Journey with FW Ambassador Cody Cirillo and his Gravity Haus amigos on an adventure south of the border.

I can barely make out a bamboo forest as I peek through the array of skis strapped to the outside of our gondola cabin. A low-lying fog has almost completely obscured our surroundings. Freddy Mercury serenades us from a blown-out iPhone speaker. Before long, we rise above the white abyss and enter a full-on winter wonderland—a magical kingdom perched upon the clouds. This is Cerro Catedral, the famed ski resort outside of Bariloche, Argentina.


I feel the sacred power of Patagonia the second I step out of the gondola and into the striking landscape. There's an unspoken gravity that exists; I'm taken aback by the enormity of the pure and unbridled terrain. It's my first trip "down South," and I don't know quite what to expect, but this is quite the welcome.


It's August, 2019 and I'm here on content-gathering mission with Gravity Haus, a new, social-focused hotel for the modern adventurer, based in Breckenridge, Colorado. Along with Gravity Haus team member, Zach Berman, and a group of Gravity Haus ambassadors, I'm looking forward to a full week of harvesting the fluffy white stuff.
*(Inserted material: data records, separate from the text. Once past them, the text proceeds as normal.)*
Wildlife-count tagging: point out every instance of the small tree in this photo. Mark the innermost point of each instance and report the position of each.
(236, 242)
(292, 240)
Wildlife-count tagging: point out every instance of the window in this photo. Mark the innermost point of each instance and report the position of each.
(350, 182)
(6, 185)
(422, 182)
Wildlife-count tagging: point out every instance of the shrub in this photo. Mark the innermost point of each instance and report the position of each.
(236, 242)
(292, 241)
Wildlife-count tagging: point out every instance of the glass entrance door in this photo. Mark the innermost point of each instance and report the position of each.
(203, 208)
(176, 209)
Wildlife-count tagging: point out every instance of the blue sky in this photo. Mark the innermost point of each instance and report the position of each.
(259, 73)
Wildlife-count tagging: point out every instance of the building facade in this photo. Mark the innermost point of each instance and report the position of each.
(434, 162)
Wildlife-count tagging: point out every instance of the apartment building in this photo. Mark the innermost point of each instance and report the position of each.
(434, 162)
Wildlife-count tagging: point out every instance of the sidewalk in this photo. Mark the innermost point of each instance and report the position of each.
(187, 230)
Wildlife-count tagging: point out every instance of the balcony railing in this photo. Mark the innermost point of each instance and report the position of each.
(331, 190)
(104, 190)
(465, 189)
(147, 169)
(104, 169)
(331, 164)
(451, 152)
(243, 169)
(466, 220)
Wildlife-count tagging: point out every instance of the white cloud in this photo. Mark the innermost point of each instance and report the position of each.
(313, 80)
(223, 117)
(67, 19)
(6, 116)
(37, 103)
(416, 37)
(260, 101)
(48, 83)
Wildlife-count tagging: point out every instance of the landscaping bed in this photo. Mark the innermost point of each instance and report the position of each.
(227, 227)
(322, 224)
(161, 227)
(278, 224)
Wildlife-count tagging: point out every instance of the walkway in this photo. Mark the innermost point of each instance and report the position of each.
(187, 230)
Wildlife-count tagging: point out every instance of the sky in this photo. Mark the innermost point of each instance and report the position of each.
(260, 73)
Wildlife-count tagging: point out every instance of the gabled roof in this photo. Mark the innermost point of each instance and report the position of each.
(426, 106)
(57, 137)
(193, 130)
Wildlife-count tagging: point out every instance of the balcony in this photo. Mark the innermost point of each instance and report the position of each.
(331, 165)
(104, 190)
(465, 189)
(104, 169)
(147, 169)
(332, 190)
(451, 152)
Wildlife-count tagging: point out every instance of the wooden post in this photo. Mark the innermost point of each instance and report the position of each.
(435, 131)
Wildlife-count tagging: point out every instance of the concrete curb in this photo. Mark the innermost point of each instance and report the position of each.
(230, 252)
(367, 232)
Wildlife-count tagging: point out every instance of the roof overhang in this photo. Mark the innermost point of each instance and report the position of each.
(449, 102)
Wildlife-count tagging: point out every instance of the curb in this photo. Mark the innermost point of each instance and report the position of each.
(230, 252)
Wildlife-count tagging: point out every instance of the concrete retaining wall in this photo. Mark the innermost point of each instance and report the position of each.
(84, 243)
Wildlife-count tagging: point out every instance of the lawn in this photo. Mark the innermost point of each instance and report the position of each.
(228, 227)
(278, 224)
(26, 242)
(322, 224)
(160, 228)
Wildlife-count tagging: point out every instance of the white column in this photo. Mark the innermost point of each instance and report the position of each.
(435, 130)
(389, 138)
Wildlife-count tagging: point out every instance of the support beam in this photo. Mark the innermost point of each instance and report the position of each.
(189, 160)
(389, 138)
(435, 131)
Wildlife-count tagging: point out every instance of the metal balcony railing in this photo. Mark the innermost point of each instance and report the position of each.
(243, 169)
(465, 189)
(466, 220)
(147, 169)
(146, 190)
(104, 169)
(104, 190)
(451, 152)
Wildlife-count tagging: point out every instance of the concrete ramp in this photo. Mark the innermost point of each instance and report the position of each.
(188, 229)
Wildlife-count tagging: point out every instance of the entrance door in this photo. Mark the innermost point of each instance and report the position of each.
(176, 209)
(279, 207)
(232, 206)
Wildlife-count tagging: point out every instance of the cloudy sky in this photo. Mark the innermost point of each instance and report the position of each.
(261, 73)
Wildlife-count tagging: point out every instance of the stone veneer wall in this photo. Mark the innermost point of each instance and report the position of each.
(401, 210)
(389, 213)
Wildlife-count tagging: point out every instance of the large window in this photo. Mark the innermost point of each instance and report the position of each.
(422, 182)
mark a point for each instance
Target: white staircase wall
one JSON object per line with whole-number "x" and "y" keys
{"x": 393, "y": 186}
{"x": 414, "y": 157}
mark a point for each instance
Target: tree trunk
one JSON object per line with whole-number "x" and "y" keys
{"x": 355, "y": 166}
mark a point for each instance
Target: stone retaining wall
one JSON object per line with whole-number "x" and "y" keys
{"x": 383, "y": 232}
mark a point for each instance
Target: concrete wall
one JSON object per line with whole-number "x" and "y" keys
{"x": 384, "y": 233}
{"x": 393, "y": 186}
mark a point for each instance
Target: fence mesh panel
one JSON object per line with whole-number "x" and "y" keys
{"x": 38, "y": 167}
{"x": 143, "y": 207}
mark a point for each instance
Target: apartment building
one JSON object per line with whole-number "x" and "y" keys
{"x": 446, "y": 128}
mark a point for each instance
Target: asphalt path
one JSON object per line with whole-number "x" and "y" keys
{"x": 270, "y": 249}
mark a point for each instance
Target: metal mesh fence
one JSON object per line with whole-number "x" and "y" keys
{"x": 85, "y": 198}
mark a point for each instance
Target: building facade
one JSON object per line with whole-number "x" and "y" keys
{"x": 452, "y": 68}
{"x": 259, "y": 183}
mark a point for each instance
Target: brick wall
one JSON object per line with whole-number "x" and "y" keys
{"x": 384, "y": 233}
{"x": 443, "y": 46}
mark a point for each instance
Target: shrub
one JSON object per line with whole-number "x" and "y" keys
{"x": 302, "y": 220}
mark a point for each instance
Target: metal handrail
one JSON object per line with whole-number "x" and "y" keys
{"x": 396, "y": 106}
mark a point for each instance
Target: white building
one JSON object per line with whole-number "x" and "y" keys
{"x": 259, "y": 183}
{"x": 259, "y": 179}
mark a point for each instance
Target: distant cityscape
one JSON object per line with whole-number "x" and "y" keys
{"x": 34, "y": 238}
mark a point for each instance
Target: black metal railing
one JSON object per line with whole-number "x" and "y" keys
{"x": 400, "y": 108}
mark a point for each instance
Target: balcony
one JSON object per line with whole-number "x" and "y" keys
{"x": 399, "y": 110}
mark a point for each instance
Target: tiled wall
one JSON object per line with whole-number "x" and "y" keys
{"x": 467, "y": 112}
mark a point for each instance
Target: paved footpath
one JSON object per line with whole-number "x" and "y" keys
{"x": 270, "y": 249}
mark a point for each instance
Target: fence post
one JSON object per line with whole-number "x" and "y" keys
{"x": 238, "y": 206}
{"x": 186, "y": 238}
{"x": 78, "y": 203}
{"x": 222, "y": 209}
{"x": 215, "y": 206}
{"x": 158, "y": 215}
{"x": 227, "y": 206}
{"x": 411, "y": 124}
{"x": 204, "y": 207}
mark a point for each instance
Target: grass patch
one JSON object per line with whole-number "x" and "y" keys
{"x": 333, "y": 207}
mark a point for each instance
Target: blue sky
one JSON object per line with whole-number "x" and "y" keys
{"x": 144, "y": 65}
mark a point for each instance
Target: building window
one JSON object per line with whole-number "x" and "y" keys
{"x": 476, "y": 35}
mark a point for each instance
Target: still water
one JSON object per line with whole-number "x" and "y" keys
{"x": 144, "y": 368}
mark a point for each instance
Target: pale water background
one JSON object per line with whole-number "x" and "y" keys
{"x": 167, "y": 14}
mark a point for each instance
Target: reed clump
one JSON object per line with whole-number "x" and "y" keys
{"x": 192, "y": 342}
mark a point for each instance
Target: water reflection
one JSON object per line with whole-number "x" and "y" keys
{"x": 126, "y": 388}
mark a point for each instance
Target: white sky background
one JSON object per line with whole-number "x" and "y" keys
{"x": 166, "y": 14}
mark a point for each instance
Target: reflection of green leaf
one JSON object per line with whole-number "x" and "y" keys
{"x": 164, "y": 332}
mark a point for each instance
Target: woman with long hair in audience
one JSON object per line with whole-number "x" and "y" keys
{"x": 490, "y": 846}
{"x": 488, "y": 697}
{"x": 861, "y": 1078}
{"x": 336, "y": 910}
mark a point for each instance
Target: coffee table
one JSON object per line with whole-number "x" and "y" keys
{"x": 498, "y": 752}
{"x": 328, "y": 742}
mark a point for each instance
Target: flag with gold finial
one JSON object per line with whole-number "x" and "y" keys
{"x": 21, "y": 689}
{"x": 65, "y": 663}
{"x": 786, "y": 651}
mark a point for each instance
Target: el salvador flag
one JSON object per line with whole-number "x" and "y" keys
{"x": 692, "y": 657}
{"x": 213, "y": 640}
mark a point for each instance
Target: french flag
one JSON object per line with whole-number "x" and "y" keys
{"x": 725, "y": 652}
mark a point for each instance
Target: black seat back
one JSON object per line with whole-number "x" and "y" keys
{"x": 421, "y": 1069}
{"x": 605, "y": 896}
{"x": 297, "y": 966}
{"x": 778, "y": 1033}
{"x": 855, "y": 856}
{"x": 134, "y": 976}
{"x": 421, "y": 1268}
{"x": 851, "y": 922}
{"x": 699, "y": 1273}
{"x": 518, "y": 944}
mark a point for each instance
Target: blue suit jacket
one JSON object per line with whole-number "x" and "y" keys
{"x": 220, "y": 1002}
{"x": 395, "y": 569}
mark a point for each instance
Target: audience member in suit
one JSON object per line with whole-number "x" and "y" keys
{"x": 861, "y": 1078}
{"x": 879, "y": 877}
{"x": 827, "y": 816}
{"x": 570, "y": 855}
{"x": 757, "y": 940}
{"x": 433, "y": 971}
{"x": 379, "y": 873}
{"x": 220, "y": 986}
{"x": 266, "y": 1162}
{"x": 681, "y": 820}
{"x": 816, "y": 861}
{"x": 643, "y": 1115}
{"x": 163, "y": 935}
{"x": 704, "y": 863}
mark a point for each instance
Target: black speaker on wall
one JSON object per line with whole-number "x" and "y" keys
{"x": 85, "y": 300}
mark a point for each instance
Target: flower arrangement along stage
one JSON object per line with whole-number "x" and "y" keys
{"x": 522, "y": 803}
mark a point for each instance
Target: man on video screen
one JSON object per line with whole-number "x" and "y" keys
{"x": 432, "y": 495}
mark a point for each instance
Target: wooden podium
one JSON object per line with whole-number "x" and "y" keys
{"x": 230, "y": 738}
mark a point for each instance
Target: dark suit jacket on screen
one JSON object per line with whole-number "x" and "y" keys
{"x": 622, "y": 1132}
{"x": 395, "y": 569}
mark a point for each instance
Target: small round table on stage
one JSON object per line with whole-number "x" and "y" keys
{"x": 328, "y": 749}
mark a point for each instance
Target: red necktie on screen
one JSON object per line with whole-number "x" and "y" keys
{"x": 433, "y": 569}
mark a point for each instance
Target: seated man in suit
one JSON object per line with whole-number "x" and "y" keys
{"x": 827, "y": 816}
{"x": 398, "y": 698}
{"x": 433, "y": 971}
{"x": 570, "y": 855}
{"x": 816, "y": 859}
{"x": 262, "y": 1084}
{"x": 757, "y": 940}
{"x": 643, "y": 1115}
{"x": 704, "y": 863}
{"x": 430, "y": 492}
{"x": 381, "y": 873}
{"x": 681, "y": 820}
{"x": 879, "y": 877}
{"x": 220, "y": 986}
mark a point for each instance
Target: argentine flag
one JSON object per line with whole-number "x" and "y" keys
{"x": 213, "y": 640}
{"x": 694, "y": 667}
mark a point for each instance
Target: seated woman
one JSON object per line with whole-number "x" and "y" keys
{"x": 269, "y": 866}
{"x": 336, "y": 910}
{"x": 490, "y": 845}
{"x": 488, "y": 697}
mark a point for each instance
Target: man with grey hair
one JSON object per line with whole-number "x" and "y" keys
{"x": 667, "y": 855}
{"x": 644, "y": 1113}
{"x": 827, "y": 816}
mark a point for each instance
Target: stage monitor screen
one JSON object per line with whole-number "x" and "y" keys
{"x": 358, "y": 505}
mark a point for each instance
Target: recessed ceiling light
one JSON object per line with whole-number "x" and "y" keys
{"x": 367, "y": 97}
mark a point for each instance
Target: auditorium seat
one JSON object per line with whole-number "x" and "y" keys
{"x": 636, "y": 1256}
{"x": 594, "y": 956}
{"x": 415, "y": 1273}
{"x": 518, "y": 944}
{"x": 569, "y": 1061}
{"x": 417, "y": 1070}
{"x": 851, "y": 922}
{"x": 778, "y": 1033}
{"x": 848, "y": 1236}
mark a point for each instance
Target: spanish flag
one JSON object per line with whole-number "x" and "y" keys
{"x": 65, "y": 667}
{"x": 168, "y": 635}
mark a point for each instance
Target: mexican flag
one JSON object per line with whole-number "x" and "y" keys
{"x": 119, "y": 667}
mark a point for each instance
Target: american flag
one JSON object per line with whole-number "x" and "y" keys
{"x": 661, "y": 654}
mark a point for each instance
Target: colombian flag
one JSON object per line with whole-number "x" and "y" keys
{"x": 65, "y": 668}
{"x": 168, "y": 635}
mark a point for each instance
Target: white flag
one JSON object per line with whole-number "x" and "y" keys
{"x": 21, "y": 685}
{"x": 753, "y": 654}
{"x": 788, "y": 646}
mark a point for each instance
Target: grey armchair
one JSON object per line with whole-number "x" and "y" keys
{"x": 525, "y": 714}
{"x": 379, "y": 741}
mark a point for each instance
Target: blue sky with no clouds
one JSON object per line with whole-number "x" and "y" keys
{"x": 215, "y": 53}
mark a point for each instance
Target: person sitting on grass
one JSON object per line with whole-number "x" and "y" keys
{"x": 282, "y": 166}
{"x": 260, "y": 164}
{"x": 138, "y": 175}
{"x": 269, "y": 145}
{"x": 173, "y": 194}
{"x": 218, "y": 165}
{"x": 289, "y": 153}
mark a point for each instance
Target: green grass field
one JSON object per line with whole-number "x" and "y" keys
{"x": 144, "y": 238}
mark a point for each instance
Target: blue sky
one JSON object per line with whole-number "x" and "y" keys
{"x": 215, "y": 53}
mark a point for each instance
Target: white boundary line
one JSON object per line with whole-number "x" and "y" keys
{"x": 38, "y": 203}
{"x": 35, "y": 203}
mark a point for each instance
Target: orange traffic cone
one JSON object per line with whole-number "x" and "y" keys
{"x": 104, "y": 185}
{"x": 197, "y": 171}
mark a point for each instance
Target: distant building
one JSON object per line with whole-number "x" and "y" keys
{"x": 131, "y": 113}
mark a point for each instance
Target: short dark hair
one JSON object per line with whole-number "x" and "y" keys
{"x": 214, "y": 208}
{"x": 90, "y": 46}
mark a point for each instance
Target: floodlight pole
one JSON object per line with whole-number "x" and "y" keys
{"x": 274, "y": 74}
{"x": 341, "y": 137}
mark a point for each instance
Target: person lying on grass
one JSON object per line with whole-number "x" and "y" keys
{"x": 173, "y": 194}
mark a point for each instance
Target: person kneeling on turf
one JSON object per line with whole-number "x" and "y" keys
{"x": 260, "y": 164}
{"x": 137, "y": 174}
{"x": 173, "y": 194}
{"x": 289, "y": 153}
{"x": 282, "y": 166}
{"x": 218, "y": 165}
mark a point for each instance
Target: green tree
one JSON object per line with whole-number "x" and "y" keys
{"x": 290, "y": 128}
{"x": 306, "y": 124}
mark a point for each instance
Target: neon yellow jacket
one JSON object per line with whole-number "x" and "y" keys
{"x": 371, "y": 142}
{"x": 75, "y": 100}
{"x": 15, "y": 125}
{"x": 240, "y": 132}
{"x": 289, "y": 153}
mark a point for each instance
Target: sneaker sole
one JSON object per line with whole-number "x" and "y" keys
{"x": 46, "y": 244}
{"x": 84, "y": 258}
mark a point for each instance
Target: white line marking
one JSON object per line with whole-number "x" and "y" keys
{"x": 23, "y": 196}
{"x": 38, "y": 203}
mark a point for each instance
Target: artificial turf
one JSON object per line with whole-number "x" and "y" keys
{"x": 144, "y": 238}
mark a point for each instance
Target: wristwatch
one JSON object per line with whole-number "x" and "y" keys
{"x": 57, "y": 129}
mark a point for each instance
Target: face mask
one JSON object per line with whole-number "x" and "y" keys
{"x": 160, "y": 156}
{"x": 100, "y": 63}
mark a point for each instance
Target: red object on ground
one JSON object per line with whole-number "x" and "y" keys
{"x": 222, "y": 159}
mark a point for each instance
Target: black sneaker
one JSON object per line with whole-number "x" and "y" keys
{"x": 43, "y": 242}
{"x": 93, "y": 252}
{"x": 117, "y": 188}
A wind storm forces major lift closures the following days. A cat driver sends us a video of a chair being blown back and forth like a wacky waving inflatable tube man - it's a sobering reminder that you're at the mercy of nature, especially here in Patagonia. This is the real wild. Down days are filled by getting our hands into anything and everything "cultural". We explore micro-breweries in Bariloche, pet street dogs, and sample the best local massages. 

 


Days later, after recovering, I enjoy some redemption amid a bluebird day. We venture high into the alpine. Our guide, Piers, takes us to a zone named Laguna; it's just a quick tour away the top of the resort and it's littered with snow features that allow for playful skiing: chutes, wall rides, cliff drops, pow turns and the lot. You could spend a whole season here and never get bored. Filled with excitement and the hunger that comes from missing out on epic pow, I find myself gleaming at the top. Not only was I out there in the fresh air, at last, but I'd earned these turns. Hoots and hollers all around, we ski the sh*t out of Laguna. It's a bittersweet last day on snow. We'll have to wait a few months until we're back chasing the storms in the Northern Hemisphere.


After skiing, we're invited into the asadero of a local guide, Mauri, for our final supper - it's a real Argentinian treat. The hard work and preparation that goes into a feast like this — made for complete strangers, no less — serves as a microcosm of the selflessness of the Argentinians we met throughout the week. We all share passion for beautiful places and sliding on snow, but find the truest value in the deep connections of what it means to be human. We celebrate our last night. It's been a hell of a trip.